Recently, DC co-President Dan DiDio publicly fumed that reissues of comics 30 and 40 years old were outselling current stories featuring the same characters, calling that a “failure on us.” Echoing his predecessor’s warning from years past, he added, “We should be focused on moving things forward, always pushing the boundaries and finding new stories to tell. That’s how we’ll survive and grow this industry.”

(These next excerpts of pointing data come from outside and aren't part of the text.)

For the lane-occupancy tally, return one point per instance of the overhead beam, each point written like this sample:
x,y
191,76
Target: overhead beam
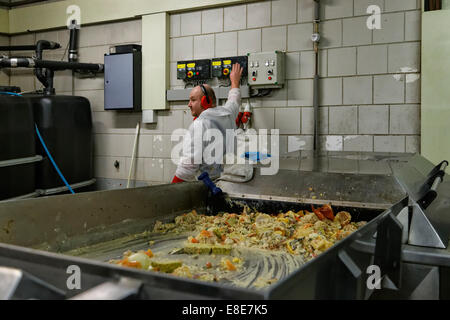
x,y
54,14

Umm, now that I think of it, he never admitted they took the wrong path with atrocities like Identity Crisis, Infinite Crisis, or even Heroes in Crisis, so I don’t think admitted to failure at all. If he thinks those kind of embarrassingly bad tales are inherently worth wasting trees over, and won’t voluntarily resign his post, he’s not taking accountability for failure at all. In the end, he’ll only compound that failure as a result.

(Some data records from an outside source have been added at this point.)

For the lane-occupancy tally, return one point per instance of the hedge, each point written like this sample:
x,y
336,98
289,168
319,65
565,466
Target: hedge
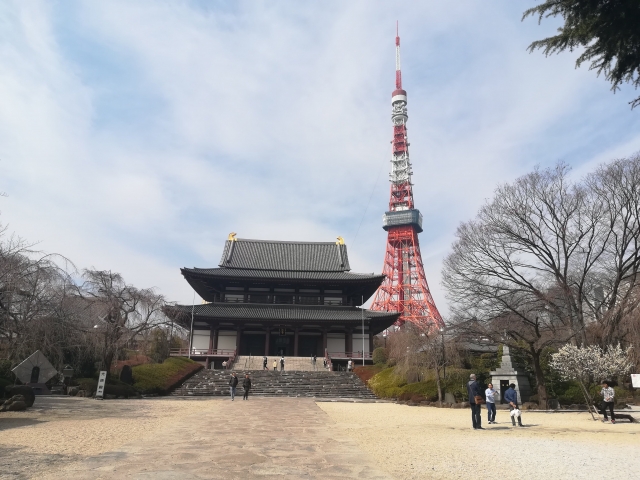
x,y
387,384
161,378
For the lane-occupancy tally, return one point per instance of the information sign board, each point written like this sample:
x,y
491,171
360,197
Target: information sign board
x,y
101,382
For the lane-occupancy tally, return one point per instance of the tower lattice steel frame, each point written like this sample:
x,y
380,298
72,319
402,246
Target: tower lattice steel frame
x,y
405,287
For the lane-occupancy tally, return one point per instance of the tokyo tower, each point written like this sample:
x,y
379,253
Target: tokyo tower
x,y
405,287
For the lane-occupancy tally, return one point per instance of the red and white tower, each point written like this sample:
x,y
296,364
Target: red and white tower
x,y
405,287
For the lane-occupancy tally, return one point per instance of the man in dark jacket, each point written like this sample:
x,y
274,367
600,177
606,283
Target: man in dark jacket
x,y
473,389
511,396
233,383
246,384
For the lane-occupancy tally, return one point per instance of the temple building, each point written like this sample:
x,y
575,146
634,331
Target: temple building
x,y
281,298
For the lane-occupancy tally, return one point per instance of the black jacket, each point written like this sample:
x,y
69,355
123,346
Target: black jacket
x,y
473,389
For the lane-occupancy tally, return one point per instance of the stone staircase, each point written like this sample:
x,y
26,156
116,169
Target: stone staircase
x,y
300,364
318,384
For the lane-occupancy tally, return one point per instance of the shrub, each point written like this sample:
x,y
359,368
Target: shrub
x,y
161,378
380,356
367,372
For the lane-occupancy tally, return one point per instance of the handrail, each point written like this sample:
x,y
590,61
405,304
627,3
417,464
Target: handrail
x,y
367,355
202,351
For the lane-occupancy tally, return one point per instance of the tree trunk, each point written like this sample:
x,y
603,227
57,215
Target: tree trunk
x,y
438,385
540,380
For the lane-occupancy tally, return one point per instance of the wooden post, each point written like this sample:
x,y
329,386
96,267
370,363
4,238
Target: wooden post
x,y
348,341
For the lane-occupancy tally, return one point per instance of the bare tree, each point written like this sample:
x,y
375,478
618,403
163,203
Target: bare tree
x,y
546,257
120,311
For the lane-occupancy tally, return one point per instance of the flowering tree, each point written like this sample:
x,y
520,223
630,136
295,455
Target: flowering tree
x,y
581,363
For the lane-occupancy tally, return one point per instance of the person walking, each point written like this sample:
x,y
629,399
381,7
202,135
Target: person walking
x,y
511,396
475,400
608,394
246,385
233,383
490,396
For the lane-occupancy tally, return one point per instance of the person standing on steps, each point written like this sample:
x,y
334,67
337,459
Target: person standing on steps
x,y
490,395
511,396
233,383
608,394
475,400
246,385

With that said, there’s two possible outcomes from what AT&T could have in store for DC. Either they’ll license the publishing arm out to another company (preferably not Marvel or even IDW), and if that happened, I’d strongly recommend clearing away the pseudo-continuity they’ve coughed out since the turn of the century (and even earlier, Emerald Twilight is another example they could rid themselves of), cease with all the company wide crossovers, retire the monthly pamphlet format in favor of trade format and to hire writers based on merit, not nepotism. Or, they may shutter the publishing arm altogether, which would probably be the best option. Of course, there’s also a third option they have – sell off the publishing arm, keep the movie and merchandise rights, and let a smaller outfit with better ideas for development have a go at the creations. It’s something Disney may consider in the future too, and they’d do well to make a clear choice soon, because what’s the point of keeping ownership of something you don’t have interest in maintaining as a serious business? This is why I now see corporatism and conglomerates as more harmful than helpful.

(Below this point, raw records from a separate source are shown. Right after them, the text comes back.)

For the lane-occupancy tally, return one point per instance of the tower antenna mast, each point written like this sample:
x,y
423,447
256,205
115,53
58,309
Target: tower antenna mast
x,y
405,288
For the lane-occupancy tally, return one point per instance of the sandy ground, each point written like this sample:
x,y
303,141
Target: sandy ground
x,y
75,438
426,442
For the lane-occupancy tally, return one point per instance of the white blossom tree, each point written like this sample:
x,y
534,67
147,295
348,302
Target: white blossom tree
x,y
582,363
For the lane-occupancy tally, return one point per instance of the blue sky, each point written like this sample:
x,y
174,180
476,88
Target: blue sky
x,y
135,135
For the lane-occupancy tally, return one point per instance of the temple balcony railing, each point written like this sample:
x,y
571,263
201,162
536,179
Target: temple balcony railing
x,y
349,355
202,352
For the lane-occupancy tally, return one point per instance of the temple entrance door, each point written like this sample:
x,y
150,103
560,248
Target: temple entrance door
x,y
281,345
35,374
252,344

And if DC does close its doors, it’ll decidedly be for the best. Besides, there’s always the possibility that, if bought by more reliable sources, it could reopen in the future for producing real merit-based entertainment. The same goes for Marvel, if Disney’s considering closing their business, which isn’t impossible. For now, the main problem is DiDio and Quesada over at Marvel. They brought the businesses down, and only their ouster will ensure some kind of improvement. Certainly if somebody responsible replaces them.